Voynich Reconsidered: Turkish as precursor

According to Ethel Lilian Voynich, her husband Wilfred Voynich discovered or purchased his eponymous manuscript in Frascati, Italy. In recent posts on this platform, I advanced the idea that wherever the manuscript was produced, it was more likely to have had a shorter journey to Frascati than a longer one. This is simply an example of the well-documented distance-decay hypothesis, whereby human interactions are more probable over short distances than over long ones.

Accordingly, I thought that if the Voynich manuscript had had precursor documents in natural languages, the most probable languages were those written and spoken within a specifiable geographical radius of Italy. Among such languages, those of the Romance group seemed the most promising; followed by those of the Germanic and Slavic groups. If we chose to cast our net wider within Europe, we could include languages of the Hellenic and Uralic groups.

The purpose of this article is to cast the net farther afield, to the periphery of medieval Europe, and to assess the possibility that the precursor language, or one of the precursor languages, of the Voynich manuscript was Turkish.

Radio-carbon analysis, performed on four samples of the vellum, yielded dates between 1400 and 1461, with standard errors of between 35 and 38 years. We might reasonably make the assumption (and it is no more than that) that the manuscript was written sometime in the fifteenth century.
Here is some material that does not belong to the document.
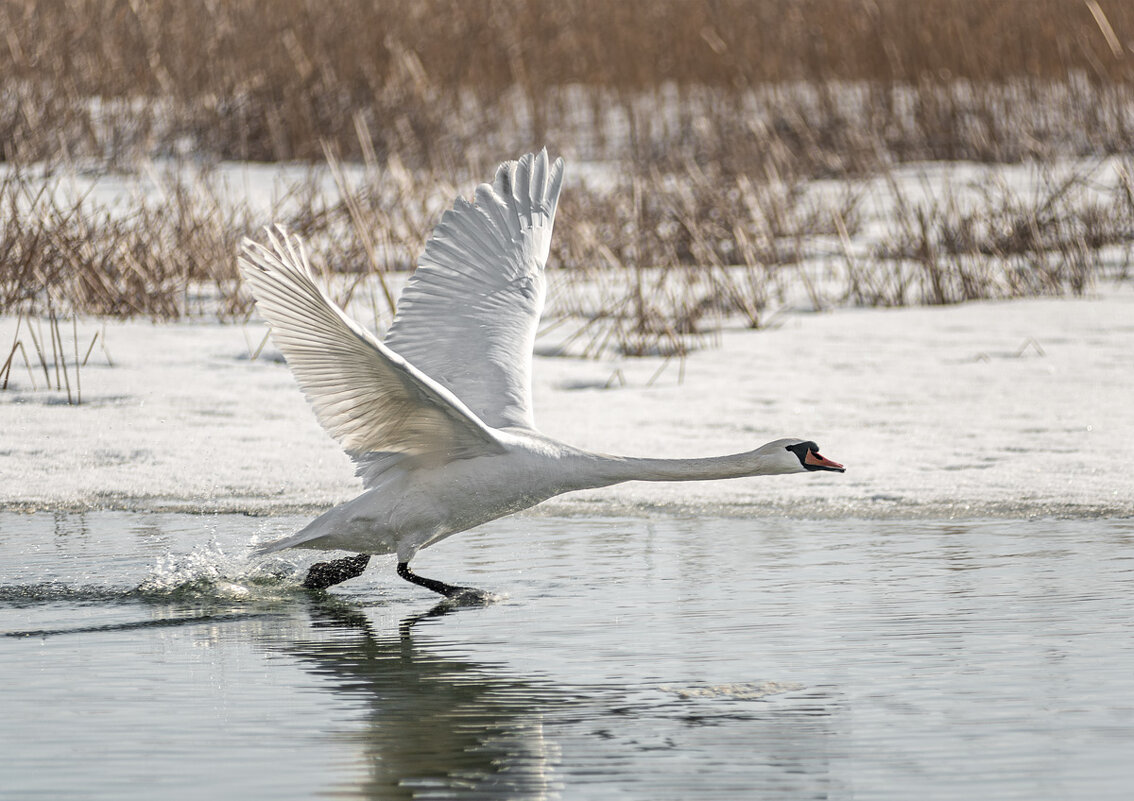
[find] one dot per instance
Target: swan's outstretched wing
(380, 407)
(468, 314)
If so, and if its precursor documents were in Turkish, those documents would have been written in Ottoman Turkish.

The letters in Ottoman Turkish, like those in Persian, were written in a variant of the Arabic script. This script was an abjad, in which the long vowels were written but the short vowels were not (except sometimes as diacritics above or below the letters).

Ottoman-Turkish alphabet
The Ottoman Turkish alphabet. Image by courtesy of Bedrettin Yazan. Highlighted letters are long vowels, which can sometimes also serve as consonants.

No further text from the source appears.